Distance-Based Compression Method for Large Language Models (www.mdpi.com)

Researchers Shen and Hu have introduced a novel distance-based compression method designed to optimize memory usage in large language models (LLMs) during inference. The technique uses a trainable merge model—an MLP—that progressively compresses past token-specific cache units based on their distance from the current token, increasing compression ratios for more distant tokens until reaching a preset threshold. Crucially, the compression is deterministic, with fixed compression positions, enabling efficient inference without extra computational overhead.
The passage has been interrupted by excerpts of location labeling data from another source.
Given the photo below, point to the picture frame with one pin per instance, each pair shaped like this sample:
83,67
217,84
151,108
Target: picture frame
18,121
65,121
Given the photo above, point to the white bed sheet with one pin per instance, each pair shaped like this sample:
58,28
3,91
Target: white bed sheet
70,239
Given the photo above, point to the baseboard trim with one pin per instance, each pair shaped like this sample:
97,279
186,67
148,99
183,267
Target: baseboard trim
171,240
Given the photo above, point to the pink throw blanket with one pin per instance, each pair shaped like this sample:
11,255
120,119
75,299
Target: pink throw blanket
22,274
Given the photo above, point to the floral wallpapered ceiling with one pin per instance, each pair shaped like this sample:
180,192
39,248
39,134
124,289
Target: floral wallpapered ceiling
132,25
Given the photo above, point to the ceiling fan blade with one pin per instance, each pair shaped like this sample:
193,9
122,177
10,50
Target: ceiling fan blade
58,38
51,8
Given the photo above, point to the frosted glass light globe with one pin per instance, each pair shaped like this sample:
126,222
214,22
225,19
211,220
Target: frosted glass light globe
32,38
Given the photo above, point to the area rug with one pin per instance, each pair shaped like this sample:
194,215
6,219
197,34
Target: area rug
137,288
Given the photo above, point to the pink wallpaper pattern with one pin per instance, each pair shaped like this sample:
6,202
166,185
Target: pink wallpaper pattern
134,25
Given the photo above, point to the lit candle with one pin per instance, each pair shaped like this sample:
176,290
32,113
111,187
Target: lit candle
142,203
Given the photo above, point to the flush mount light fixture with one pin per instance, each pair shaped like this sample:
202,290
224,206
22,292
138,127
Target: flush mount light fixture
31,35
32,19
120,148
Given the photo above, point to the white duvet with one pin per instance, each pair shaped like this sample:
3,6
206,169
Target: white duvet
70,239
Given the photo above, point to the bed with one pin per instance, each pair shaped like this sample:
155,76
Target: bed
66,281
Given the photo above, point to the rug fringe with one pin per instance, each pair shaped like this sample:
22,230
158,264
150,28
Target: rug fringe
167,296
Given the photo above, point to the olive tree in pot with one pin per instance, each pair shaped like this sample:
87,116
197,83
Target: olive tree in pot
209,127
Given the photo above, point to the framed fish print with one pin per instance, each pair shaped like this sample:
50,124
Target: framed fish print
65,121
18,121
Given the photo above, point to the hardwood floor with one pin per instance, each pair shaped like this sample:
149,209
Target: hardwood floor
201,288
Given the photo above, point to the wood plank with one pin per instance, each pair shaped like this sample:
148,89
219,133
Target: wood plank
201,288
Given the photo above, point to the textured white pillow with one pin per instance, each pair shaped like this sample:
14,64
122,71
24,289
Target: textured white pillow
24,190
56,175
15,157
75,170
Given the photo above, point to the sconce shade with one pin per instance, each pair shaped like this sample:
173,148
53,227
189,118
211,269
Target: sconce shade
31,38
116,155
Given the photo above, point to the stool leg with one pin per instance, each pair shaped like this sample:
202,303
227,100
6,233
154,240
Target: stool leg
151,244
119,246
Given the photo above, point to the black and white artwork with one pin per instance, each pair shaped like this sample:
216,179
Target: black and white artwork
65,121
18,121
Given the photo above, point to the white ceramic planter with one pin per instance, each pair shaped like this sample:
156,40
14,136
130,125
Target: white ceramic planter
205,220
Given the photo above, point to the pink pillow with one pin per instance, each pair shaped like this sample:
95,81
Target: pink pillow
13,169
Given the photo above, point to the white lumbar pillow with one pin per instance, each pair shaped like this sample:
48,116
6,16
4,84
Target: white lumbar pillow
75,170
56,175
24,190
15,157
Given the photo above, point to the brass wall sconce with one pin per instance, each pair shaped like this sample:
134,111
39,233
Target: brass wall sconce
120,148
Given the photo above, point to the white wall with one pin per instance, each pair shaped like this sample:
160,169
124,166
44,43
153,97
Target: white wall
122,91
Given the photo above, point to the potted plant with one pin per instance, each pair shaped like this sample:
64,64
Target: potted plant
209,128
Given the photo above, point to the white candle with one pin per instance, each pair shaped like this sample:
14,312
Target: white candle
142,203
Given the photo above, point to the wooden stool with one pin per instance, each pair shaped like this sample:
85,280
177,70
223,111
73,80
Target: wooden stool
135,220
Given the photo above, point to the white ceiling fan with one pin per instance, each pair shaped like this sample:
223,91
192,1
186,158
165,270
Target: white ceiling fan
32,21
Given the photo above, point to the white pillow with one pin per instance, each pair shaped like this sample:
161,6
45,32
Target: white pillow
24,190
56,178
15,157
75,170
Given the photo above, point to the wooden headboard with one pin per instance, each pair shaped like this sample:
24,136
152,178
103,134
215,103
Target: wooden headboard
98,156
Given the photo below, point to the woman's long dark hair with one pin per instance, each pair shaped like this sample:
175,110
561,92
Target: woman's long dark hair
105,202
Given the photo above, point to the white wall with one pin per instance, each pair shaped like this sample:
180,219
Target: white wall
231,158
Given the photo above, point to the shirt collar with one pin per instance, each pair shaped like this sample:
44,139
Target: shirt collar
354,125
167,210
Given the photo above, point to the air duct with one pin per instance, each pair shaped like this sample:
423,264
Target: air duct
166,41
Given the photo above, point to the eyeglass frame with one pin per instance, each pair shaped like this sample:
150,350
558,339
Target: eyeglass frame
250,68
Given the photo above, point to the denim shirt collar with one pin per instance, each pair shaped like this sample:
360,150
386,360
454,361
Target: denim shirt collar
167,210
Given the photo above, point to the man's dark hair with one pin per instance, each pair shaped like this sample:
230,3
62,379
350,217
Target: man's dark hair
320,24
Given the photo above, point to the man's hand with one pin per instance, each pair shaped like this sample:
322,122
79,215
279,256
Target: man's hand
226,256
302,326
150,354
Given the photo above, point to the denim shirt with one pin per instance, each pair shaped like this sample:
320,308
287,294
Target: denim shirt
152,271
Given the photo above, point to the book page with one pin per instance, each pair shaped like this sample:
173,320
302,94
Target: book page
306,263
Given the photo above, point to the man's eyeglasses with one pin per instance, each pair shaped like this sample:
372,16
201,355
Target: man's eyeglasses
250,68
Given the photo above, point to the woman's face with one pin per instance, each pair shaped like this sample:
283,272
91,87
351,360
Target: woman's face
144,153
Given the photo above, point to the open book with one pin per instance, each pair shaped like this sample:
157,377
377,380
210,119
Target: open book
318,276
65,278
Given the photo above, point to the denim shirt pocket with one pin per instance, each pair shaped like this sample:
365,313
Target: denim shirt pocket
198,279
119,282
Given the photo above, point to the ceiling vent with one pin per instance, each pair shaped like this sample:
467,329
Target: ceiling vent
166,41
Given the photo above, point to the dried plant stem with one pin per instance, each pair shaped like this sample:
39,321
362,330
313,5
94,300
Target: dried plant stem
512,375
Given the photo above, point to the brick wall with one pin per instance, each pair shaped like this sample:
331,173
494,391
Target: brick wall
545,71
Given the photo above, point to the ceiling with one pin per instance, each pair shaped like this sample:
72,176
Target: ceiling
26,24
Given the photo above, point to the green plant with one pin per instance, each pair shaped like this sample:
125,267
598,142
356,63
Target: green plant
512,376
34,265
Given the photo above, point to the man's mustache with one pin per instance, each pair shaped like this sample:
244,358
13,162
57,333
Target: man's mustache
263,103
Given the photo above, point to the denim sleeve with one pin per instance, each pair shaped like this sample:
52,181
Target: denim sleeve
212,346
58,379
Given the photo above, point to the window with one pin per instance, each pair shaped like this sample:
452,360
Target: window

This approach addresses one of the critical challenges in handling long-context sequences in LLMs: managing extensive memory requirements as sequence lengths grow. By hierarchically merging cached tokens in a planned schedule, the method preserves prediction accuracy while significantly reducing memory footprint and computational cost. Experimental results demonstrate stable and quality-preserving performance across various QA and few-shot learning benchmarks, with improvements in efficiency metrics like latency, memory consumption, and energy use compared to uncompressed baselines. Technically, the strategy blends algorithmic merge planning with learned compression via an MLP, making it adaptable and scalable as model contexts extend. This contribution holds significant implications for advancing efficient long-context processing in transformers, enabling deployment of LLMs on resource-constrained systems while maintaining competitive accuracy on complex reasoning tasks.